L’edificio: una casa senza mobili, senza nessun mobile, definirla minimalista è sbagliato: è semplicemente vuota. Eppure in qualcuna delle stanze c’è la carta da parati, che nessuno usa più ormai. Ci sono abat-jour e nel corridoio c’è una scala che farebbe pensare più ad un edificio pubblico, come una scuola, o a un albergo, che ad una casa privata.
Il muro perimetrale esterno è fatto di una texture di mattoni grigi, del tutto anonimi, come quelli delle case dei fumetti di Topolino. Ed altrimenti non avrebbe potuto essere, perchè quest’edificio deve essere universale, non particolare, deve essere l’idea di un edificio.
I due giovani stessi hanno volti comuni, nessun segno particolare, nessun abbigliamento distinguibile. Sono rappresentazione di un’idea platoniana di uomo e donna, di amico e nemico.

Vedendo questo spot si è talmente coinvolti che si desidera poter fare le stesse cose dei due protagonisti (quando un libro, un film, o uno spot riescono a far questo è la vittoria assoluta). Si viene colti da un irrefrenabile desiderio di fuggire dal luogo comune, di spezzare ogni legame, di volgere il proprio sguardo là dove nessuno è mai giunto prima.

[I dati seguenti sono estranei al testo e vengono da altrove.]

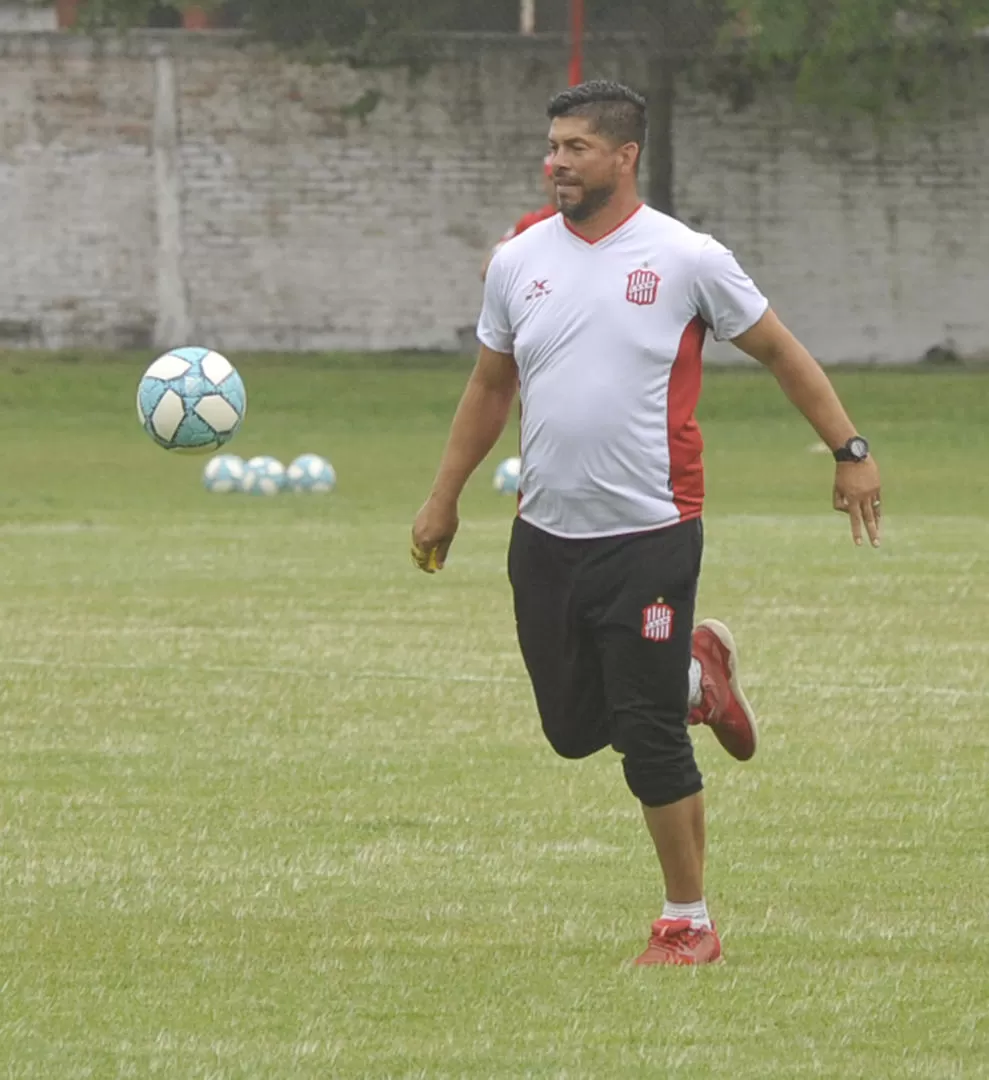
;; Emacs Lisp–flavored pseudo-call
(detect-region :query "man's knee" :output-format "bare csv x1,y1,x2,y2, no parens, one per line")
613,721,704,807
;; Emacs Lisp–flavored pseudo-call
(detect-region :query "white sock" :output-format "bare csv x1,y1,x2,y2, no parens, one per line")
663,900,712,930
688,658,702,708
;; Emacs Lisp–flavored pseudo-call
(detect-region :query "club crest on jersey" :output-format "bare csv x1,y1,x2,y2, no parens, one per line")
642,604,673,642
625,270,660,307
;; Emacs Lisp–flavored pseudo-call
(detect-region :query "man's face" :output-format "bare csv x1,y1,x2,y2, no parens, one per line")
550,117,636,221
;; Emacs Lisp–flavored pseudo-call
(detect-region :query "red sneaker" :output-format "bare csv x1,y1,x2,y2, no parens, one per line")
635,919,721,967
689,619,758,761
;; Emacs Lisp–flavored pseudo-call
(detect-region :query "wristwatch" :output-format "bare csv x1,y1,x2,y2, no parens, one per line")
834,435,869,461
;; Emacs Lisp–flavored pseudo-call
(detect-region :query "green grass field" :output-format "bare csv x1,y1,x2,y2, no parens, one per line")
0,356,989,1080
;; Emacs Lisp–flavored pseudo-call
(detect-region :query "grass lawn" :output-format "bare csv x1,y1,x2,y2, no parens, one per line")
0,355,989,1080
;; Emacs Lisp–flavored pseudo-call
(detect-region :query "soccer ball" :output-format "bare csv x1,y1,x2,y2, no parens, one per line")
137,348,247,454
493,458,521,495
203,454,244,495
287,454,337,495
241,455,285,495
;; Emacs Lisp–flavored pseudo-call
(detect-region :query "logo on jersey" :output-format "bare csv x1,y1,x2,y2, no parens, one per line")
526,278,553,300
625,270,660,307
642,604,673,642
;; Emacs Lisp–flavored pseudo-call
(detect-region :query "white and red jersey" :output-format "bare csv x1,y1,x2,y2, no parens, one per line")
477,200,769,537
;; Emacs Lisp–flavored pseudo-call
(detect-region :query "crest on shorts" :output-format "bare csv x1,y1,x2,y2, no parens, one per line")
625,268,660,307
642,603,673,642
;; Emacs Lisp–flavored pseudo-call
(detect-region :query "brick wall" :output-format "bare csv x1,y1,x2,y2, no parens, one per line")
0,33,989,362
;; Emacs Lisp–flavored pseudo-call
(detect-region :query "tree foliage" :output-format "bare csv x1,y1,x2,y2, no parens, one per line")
721,0,989,116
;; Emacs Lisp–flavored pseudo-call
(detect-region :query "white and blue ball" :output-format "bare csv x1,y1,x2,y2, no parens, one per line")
241,454,287,496
492,458,521,495
203,454,245,495
286,454,337,495
137,348,247,454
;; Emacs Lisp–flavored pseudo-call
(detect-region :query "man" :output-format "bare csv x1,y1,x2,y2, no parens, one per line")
480,154,559,281
412,82,880,964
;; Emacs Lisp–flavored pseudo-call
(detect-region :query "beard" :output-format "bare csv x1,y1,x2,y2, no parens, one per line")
556,184,615,221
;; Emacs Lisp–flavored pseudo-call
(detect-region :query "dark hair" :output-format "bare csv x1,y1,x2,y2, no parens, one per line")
546,79,646,154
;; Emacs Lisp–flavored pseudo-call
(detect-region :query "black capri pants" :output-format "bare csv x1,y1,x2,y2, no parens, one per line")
509,517,704,807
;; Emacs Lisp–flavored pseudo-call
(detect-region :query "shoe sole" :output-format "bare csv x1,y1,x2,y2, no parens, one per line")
697,619,759,757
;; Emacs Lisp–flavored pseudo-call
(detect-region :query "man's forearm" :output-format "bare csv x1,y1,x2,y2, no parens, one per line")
769,340,856,450
432,379,515,501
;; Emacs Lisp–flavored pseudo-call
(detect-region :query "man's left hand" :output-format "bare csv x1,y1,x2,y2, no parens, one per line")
835,457,882,548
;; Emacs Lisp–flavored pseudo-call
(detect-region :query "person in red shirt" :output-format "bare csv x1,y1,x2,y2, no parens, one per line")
480,156,559,281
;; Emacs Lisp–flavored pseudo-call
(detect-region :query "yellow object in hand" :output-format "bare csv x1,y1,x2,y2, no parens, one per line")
412,543,439,573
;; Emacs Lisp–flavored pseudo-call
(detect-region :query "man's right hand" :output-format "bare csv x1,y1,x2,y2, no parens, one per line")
412,495,460,573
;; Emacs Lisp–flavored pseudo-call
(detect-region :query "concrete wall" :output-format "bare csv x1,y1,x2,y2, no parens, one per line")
0,33,989,362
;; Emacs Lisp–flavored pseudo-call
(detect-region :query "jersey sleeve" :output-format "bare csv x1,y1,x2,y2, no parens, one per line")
694,238,769,341
477,249,515,353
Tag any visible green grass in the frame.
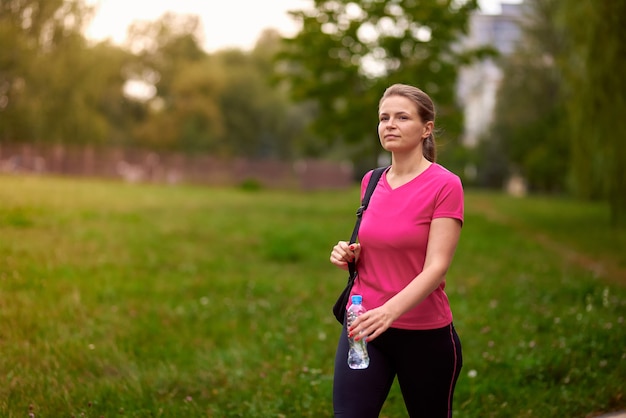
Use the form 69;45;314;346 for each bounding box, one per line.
0;176;626;418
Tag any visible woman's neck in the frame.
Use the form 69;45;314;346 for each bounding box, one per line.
389;154;431;177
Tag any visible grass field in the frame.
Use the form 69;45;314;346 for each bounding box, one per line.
0;176;626;418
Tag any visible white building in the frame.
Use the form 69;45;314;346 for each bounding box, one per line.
457;3;523;147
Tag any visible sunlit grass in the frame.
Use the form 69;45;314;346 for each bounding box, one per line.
0;177;626;417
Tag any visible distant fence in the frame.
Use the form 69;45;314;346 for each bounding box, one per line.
0;144;353;190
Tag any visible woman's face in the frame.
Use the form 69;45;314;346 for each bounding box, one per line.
378;96;433;152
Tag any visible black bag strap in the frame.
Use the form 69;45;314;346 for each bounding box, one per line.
348;167;388;281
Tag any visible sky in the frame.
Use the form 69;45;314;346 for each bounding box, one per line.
86;0;519;52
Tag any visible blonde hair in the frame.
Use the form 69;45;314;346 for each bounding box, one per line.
378;84;437;163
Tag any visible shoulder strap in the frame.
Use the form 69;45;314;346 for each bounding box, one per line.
348;167;387;281
350;167;387;244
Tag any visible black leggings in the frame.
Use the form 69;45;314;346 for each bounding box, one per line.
333;324;463;418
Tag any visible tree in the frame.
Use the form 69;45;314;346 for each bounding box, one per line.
479;0;570;192
559;0;626;225
0;0;96;142
278;0;477;175
128;13;224;152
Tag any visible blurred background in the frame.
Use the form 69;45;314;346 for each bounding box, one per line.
0;0;626;224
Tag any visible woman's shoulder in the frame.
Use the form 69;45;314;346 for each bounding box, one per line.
430;163;461;184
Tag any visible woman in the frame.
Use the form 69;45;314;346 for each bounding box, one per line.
330;84;463;418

Ma non è solo induzione, è rappresentazione. Quello spot era diretto alle persone che in quel momento avevano la mia età, classe ’70-’75, diciamo. Persone che sono cresciute da genitori che hanno fatto il ’68, con valori spesso anarcoidi mal diretti (gli stessi che per distruggere il brutto vanno magari a fare i guerriglieri verdi). Persone che vedevano e capivano dov’erano i mali della società, ma che non avevano le possibilità, le capacità o il coraggio di combatterle.

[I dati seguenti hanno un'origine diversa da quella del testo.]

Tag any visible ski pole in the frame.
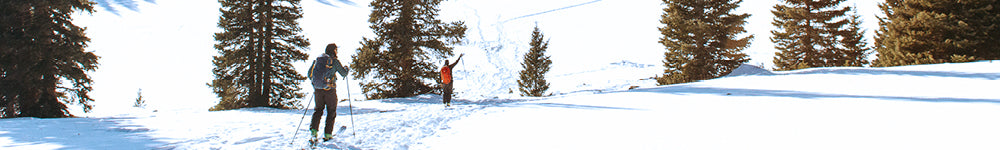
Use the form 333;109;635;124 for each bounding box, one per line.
344;77;358;136
288;91;315;144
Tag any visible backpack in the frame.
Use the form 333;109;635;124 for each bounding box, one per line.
441;66;451;84
309;55;334;89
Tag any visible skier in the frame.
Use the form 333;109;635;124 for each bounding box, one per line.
441;54;465;107
308;43;347;141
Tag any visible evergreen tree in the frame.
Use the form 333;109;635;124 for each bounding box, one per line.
832;6;872;67
132;89;146;108
874;0;1000;66
517;25;552;97
657;0;753;85
208;0;309;110
0;0;98;118
771;0;868;70
350;0;466;99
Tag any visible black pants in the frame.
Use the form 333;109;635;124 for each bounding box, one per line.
441;83;452;104
309;89;337;134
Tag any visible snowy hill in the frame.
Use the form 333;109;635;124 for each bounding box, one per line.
0;61;1000;150
0;0;1000;149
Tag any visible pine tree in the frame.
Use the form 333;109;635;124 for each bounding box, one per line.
874;0;1000;66
350;0;466;99
657;0;753;85
0;0;98;118
837;6;872;67
208;0;309;110
132;89;146;108
771;0;868;70
517;25;552;97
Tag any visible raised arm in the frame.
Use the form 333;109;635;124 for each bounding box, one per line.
448;54;465;68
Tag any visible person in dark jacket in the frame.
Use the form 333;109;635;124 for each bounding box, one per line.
441;54;465;106
308;43;347;141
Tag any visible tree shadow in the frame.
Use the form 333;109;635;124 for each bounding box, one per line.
789;68;1000;80
316;0;358;8
505;103;645;110
379;94;530;105
0;118;165;149
622;85;1000;104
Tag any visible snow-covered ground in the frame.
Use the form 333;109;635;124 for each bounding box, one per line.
0;0;1000;149
0;61;1000;150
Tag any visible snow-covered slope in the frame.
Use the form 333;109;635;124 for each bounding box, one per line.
0;0;1000;149
0;61;1000;150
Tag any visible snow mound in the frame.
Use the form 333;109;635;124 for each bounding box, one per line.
726;64;774;76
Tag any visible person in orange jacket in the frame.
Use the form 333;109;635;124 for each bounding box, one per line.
441;54;465;106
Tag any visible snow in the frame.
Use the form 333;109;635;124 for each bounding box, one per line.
7;61;1000;149
0;0;1000;149
726;64;774;76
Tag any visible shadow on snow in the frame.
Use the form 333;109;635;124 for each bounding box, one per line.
622;85;1000;104
0;118;164;149
788;68;1000;80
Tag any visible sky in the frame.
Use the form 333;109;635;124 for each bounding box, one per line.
70;0;879;114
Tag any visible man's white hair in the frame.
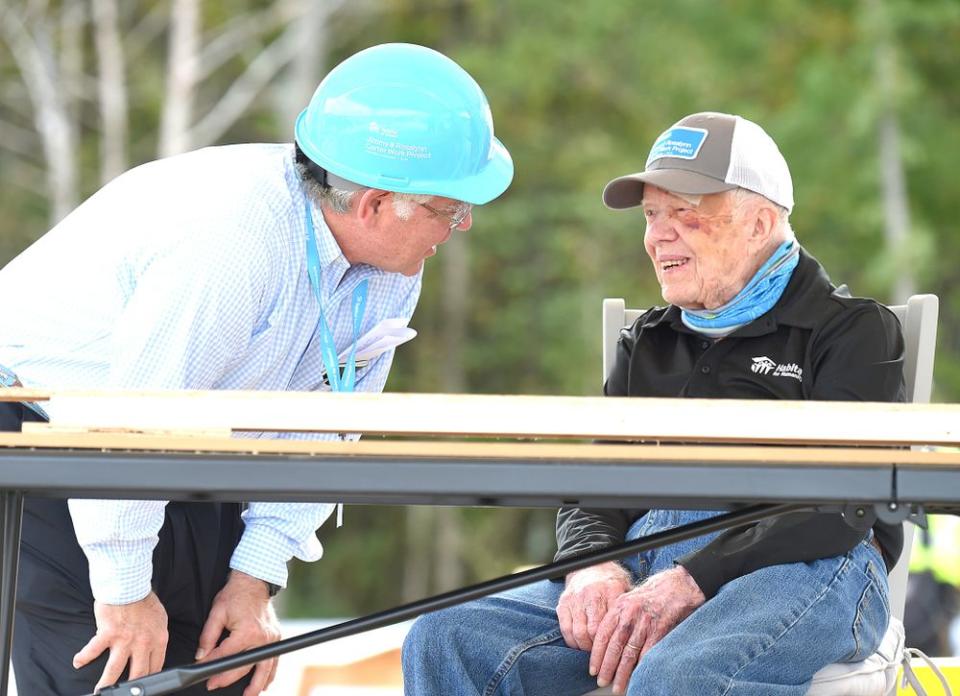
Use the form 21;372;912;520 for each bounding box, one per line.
297;163;433;220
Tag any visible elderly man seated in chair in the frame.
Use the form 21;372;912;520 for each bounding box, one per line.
403;113;904;696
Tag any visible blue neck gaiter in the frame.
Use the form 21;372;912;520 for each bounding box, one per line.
680;239;800;338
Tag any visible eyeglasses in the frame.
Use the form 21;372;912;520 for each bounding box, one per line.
419;203;473;230
643;206;733;229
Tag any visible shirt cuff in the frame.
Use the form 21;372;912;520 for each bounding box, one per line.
674;548;731;599
83;541;154;604
230;524;293;587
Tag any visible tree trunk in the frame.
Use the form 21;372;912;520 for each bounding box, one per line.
0;9;79;225
159;0;200;157
866;0;916;304
93;0;127;184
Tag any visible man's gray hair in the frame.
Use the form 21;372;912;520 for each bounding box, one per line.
297;162;433;220
733;188;795;242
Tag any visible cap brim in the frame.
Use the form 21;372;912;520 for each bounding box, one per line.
603;169;737;210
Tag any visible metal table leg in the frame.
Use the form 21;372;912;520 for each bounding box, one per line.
0;491;23;696
97;504;808;696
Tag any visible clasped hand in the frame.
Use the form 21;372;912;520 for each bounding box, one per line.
557;562;706;693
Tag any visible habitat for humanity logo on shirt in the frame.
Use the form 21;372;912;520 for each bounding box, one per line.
750;355;803;382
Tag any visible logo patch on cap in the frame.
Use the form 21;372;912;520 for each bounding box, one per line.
645;126;707;166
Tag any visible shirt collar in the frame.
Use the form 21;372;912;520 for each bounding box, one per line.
307;194;350;295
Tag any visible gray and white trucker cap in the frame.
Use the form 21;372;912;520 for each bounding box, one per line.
603;111;793;212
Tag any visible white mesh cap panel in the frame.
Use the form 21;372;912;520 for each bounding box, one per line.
726;116;793;212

In questo spot si vedono due persone che hanno avuto il coraggio di ribellarsi allo status quo, di compiere quei passi, anche violenti, di rottura (ma non criminali: la casa è vuoti, solo i muri vengono distrutti, è una lotta di valori, non fisica), e di guidare l’umanità verso ciò che la rende una razza che merita di non estinguersi. Non a caso, a mio avviso, fuori dalla casa c’è un mondo naturale e selvaggio, un bosco di alberi altissimi, attraverso cui si può arrivare a concretizzare un’utopia.

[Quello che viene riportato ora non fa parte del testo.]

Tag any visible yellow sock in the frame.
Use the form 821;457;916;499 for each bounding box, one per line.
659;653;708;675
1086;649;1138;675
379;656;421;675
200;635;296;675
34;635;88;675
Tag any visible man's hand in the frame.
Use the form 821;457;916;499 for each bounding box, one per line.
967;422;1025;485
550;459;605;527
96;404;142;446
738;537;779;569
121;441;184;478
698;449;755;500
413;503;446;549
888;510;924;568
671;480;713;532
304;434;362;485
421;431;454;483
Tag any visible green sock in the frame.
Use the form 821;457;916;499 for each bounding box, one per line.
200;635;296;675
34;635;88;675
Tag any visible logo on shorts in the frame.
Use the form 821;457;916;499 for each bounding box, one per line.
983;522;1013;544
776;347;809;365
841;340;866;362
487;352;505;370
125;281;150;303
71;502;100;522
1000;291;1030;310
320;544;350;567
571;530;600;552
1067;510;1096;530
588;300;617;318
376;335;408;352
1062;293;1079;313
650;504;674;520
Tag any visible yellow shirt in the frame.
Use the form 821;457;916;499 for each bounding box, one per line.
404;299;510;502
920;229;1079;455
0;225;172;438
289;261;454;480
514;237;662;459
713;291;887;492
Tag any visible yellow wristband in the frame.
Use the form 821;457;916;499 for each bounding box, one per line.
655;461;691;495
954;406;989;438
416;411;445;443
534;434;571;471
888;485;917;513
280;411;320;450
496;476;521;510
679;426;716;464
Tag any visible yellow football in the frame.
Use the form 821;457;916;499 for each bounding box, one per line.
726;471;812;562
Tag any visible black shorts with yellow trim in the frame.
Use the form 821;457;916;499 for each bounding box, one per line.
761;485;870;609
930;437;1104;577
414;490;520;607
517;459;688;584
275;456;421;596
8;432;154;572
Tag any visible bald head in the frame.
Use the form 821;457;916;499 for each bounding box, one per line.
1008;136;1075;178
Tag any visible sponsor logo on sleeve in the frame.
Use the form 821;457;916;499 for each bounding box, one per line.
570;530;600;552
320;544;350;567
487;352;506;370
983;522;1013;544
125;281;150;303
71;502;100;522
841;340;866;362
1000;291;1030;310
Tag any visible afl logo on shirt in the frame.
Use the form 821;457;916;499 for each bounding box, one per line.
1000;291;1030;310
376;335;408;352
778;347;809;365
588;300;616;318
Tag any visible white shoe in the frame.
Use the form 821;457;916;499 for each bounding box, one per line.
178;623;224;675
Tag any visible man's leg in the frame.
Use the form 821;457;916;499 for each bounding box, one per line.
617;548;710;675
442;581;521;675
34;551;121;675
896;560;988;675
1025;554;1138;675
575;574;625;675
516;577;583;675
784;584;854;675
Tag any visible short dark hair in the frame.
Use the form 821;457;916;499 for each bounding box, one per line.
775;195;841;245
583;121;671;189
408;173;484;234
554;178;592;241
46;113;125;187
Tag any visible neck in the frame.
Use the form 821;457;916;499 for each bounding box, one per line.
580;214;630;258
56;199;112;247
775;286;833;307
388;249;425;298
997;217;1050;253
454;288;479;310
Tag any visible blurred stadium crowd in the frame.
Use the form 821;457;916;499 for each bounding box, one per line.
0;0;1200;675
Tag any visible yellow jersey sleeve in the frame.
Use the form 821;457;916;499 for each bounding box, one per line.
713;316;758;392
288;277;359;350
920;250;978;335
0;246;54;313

E badate bene, una volta che i due giovani corrono nel cielo, ciò che si vede è la Terra, mica Marte.
Il vero motivo per andare tanto lontano, e che da tanto lontano hai una più precisa percezione della tua posizione nell’universo, e della condizione umana in generale.
Sono insomma due giovani che hanno risposto positivamente alla fiducia che la generazione del ’68 ha posto nei propri figli. I due ragazzi dello spot non si sono conformati alle regole (entrare ed uscire dalle porte) imposte da una società che non rispetta più la libertà morale di un uomo, ma hanno avuto la forza di abbattere i muri eretti dal conformismo vacuo e sempre uguale a se stesso (l’edificio), che sembra non finire mai (le stanze tutte uguali si susseguono quasi senza fine), fino a recuperare lo spirito vero dell’uomo, che risiede nella natura. E’ un clichè, per carità, ma non dimentichiamo che è una pubblicità.

Un pensiero su “Levi’s Engineered Jeans

  1. Mi commento da sola. Ho dovuto editare questo vecchio topic perché il video non era più disponibile. Era un bel video, HD, non troppo compresso. Quello che ho trovato ora è scadente, e non credo sia utorizzato, per cui dovrò sostituirlo in futuro.
    La levi’s non lo metterà mai questo video, troppo prezioso.
    maledetti.
    COMUNQUE! guarda caso, in questo spot escono fuori i muri di cartongesso del mio amico Gionatàn! Ve l’immaginate se era girata in Italia? al primo muto-bamg, il ragazzo steso per terra con trauma cranico.